VHA performance remains stable
Vodafone Hutchison Australia has maintained its customer base and financial performance amid challenges in a tough competitive environment.
VHA Chief Executive Officer Iñaki Berroeta said competition in the mobile market remained strong.
“VHA’s performance has remained stable in the face of significant headwinds,” Mr Berroeta said.
“We have maintained our customer base and EBITDA despite declines in revenue and ARPU.
“We continue to focus on our customers and are investing in our digital capability to continually improve customer experience.
“I am very pleased that our customer experience is reflected in the fact that we continue to set new standards as an industry leader in customer service. We have just recorded a new record low rate of TIO complaints – less than three per 10,000 customers – which is less than half the industry average.
“We are also in the process of finalising our plans for a new network vendor in the wake of the Federal Government’s security guidance.”
Mr Berroeta said VHA remained committed to a proposed merger with TPG and was pleased the process had been expedited with a Federal Court hearing due to start in September.
He said a stronger third player in the industry with the scale to increase investment would benefit consumers from improved technology and better value plans.
“The merger would create an entity that will increase our ability to invest in networks, new technologies, and even more competitive plans and products for Australian consumers,” he said.
VHA Full Year results (noting the impact of the global IFRS 16 (“AASB 16”) accounting change effective 1 January 2019*):
• Total mobile customer base grew year on year by 11,754 customers to 5.99 million (a 0.2% increase YoY, although down marginally from the December 18 result of 6.02 million);
• Leading Net Promoter Score among Mobile Network Operators;
• Total revenue decreased 1.7 per cent YoY to $1,738.5 million;
• ARPU was $34.52, a decrease of 5.2% YoY;
• EBITDA# increased 14.3 per cent YoY to $584.6 million (but a 0.9% increase on a like for basis without the AASB 16 accounting change).
• VHA’s net loss increased to $153.4m (or $131.8m on a like for like basis without the AASB 16 accounting change) from $92.3m in the corresponding prior period.

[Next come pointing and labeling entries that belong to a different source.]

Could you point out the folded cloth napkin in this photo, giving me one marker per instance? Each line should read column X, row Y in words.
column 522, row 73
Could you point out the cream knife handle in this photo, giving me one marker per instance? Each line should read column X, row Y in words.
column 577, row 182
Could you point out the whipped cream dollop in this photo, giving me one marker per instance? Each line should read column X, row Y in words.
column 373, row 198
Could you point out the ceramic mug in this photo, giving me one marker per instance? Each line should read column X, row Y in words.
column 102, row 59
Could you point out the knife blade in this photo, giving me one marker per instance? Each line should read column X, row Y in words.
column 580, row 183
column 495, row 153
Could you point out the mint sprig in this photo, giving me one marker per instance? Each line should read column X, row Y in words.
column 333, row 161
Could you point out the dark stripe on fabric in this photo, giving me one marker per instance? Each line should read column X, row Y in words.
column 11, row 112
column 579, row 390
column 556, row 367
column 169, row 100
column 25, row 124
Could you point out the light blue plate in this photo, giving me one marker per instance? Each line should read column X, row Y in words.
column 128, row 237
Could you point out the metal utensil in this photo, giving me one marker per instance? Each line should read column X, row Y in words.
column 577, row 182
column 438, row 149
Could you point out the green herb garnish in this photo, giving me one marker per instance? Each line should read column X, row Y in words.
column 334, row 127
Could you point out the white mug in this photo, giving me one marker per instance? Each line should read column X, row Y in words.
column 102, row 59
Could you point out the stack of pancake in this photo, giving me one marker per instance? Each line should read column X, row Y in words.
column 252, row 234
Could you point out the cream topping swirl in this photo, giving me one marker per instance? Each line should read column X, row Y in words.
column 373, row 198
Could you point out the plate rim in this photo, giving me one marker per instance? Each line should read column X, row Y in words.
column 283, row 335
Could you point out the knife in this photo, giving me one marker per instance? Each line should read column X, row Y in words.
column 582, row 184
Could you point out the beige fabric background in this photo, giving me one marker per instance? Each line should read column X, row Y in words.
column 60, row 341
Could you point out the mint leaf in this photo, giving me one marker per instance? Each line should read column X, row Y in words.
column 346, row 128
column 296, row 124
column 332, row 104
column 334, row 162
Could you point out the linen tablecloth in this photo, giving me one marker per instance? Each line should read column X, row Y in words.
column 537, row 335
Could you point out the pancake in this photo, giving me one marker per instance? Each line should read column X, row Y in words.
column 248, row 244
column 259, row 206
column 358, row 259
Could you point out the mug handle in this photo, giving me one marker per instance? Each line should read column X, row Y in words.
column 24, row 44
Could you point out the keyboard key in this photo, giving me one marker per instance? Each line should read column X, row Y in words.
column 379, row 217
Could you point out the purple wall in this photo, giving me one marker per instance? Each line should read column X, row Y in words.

VHA Acting Chief Financial Officer Sean Crowley said the results reflected a slowdown on prior periods primarily due to falling ARPU.
“This was because of falling prices and increased inclusions, although EBITDA remained positive thanks to a continued focus on reducing costs,” he said.
“Our progress in the last number of years has been pleasing and despite the challenges presented we strive to continually innovate and bring greater choice and freedom to consumers.
“We will continue to deliver great value propositions and service to our customers, as demonstrated by our bundle and save loyalty discount feature, and our extremely competitive Fixed NBN offering. In turn, our customers are demonstrating increased loyalty to us.”
Notes to editors
Vodafone Hutchison Australia (VHA) is 50:50 joint venture between Vodafone Group Plc and Hutchison Telecommunications (Australia) Limited. Figures relate to VHA performance for the half
year ended 30 June 2019.
* AASB 16 is the Australian equivalent of the IFRS 16 global accounting standard that became effective for VHA from 1 January 2019. AASB 16 establishes principles for the recognition and
measurement of leasing arrangements which has led to the recognition from 1 January 2019 of “right of use” assets on the Balance Sheet for $1,014m along with corresponding lease liabilities
for $1,068m. EBITDA and net losses for the half-year ended 30 June 2019 accordingly include charges for depreciation of the relevant “right-of-use” assets and interest on the lease liabilities
relating to these assets and liabilities. These charges replace costs which were accounted for as operating expenses in the prior comparative period.
# EBITDA represents VHA’s statutory earnings before interest, tax, depreciation and amortisation.